11. Moreover, I am doubtful that it serves the protection of the legal interests of a child in such cases if the Court delivers a judgment on the basis of submissions presented by the parent who has custody, not even if the other parent participates as a third-party intervener. What is subject of the protection of family life under Article 8 depends essentially on individual choices and preferences. What a child considers the subject of his or her family life must not necessarily coincide with the custodial parent’s views. To argue that the second applicant’s application was successful means turning a blind eye to a child’s expressed views without valid indication of what can be considered his or her best interests. Therefore, if a child raises objections against his return to one of the parents, one cannot assume that his rights are better served if the parent to whom he does not want to return brings an application to the Court arguing that the child was not brought back earlier against his will.
12. In conclusion, and without making any general presumptions regarding the second applicant’s best interests, it is important to recognise that there are cases in which it might be in a child’s best interests not to be drawn as an applicant into a legal dispute, which is essentially one between the parents.

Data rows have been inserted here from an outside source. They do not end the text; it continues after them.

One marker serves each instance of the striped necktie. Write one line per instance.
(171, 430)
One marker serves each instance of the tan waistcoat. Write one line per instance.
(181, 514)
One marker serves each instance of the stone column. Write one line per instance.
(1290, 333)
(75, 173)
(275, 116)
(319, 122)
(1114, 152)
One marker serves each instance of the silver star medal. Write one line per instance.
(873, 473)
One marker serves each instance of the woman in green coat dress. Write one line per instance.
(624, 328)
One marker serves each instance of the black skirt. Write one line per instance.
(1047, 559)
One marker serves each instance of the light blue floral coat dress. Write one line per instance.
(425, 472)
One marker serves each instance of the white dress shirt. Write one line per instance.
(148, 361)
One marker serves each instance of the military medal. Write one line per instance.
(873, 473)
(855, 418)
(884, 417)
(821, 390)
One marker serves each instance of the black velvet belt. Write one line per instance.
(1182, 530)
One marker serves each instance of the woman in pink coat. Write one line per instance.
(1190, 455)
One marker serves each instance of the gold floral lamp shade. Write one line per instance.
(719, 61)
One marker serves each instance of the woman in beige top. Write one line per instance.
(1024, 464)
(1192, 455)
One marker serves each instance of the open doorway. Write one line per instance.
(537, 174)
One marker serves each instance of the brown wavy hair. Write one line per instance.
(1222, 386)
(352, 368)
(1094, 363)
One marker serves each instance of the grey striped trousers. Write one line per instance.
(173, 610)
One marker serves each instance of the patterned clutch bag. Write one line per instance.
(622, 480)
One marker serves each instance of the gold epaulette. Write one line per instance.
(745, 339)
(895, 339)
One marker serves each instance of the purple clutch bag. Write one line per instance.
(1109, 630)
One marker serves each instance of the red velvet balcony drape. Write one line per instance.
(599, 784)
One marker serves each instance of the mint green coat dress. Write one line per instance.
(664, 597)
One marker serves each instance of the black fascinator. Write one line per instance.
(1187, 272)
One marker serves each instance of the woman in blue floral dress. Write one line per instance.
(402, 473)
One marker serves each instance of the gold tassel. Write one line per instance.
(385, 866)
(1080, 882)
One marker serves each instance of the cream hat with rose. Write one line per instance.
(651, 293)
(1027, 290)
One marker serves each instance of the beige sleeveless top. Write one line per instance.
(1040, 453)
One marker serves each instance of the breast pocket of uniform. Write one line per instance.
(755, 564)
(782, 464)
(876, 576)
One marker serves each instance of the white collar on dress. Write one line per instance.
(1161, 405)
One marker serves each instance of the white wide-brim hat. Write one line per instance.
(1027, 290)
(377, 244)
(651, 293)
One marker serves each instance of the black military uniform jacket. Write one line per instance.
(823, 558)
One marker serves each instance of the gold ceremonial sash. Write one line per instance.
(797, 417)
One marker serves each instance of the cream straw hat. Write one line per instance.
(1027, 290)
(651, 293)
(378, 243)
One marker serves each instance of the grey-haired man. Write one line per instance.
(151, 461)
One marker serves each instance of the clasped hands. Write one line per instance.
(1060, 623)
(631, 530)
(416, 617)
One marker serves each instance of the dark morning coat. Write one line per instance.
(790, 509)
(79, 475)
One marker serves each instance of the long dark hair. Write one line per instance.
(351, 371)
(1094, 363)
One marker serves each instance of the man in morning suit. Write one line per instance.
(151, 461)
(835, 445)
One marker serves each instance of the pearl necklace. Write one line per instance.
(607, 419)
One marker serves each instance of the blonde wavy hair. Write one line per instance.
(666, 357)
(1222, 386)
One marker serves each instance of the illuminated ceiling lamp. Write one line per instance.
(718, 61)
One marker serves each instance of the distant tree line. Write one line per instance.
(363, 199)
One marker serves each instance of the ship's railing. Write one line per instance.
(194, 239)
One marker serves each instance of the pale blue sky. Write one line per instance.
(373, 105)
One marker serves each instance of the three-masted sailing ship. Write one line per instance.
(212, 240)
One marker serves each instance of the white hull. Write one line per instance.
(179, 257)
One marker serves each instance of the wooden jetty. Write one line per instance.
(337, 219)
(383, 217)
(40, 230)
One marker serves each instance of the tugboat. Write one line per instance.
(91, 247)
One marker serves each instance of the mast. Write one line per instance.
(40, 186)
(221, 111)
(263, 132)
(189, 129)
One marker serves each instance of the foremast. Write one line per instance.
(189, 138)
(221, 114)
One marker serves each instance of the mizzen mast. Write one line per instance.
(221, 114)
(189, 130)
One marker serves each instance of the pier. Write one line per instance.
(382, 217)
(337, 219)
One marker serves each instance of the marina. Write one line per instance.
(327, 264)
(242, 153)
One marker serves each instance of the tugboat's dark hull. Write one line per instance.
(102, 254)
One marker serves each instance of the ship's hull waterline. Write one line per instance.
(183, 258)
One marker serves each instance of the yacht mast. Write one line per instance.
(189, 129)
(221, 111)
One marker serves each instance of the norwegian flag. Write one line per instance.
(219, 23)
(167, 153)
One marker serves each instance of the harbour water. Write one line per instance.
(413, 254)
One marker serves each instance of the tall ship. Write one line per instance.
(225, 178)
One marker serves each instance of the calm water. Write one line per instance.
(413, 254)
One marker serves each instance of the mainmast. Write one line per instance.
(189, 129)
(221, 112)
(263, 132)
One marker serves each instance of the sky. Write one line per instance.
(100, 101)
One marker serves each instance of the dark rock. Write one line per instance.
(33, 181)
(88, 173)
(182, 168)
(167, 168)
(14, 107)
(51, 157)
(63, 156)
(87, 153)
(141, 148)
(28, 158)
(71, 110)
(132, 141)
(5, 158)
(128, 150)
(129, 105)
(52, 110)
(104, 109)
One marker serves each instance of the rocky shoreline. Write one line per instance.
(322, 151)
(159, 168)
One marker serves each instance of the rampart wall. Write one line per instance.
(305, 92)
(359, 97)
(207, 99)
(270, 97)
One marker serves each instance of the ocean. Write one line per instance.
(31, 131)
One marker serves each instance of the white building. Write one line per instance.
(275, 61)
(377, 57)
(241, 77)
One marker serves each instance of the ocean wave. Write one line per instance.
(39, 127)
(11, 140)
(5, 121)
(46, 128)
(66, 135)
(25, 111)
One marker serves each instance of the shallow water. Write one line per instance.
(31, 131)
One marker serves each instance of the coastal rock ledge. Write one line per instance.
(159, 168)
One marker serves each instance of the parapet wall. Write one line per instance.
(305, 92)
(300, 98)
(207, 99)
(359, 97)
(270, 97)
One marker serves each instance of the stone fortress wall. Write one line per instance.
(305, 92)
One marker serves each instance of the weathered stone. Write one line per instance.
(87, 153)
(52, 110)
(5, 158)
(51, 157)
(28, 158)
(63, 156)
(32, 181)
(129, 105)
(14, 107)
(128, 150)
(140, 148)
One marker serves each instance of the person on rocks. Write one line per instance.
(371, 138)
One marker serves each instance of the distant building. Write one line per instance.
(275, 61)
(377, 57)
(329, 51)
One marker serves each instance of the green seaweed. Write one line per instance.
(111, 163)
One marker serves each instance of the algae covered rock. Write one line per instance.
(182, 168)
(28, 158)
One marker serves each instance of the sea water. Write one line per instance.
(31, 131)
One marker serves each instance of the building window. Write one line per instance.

I doubt that the concerns raised above can be satisfied by a simple rule of procedure that requires separate legal representation of the child without considering whether the application itself is in fact in the best interests of the child. The Court should carefully examine in each individual application showing signs of a potential conflict of interest whether granting a parent locus standi in an application brought in a parent’s own interest is also in the best interests of his or her child. Custodial rights are insufficient grounds in this respect.
[1] Approximately EUR 650 at the current exchange rate.
[2] See also Georges Ravarani, “Third parties. Poor Relations in Proceedings before the European Court of Huan Rights”. Commemorative Book for the retirement of Prof. D. Hauser, former President of the Polish Supreme Administrative Court.
[3] I can share here Judge Pastor’s suggestion on the advisability of hearing such parties before the ECHR, although I would not support this idea of calling them ex officio hearings as interested parties. See Pere Pastor Vilanova, “Third Parties Involved in International Litigation Proceedings. What are the Challenges for the ECHR?”, in P. Pinto de Albuquerque and K. Wojtyczek (ed.), Judicial Power in a Globalized World. Liber Amicorum Vincent De Gaetano , Springer, Cham, 2019, pp. 381-93. A Spanish version Pere Pastor, “Las terceras partes involucradas en procedimientos contenciosos internacionales. ¿Cuáles son los teros para el TEDH?”, in María Elósegui, M. Carmen Morte, Ana María Mengual y Guillermo Cano (Coords), Construyendo los derechos humanos en Estrasburgo: El Tribunal Europeo de Derechos Humanos y el Consejo de Europa. La organización internacional explicada por sus funcionarios españoles con ocasión del 60 aniversario del TEDH y 70 del COE , Tirant lo Blanc, Valencia, 2020. ISBN 978-84-13-55399-3.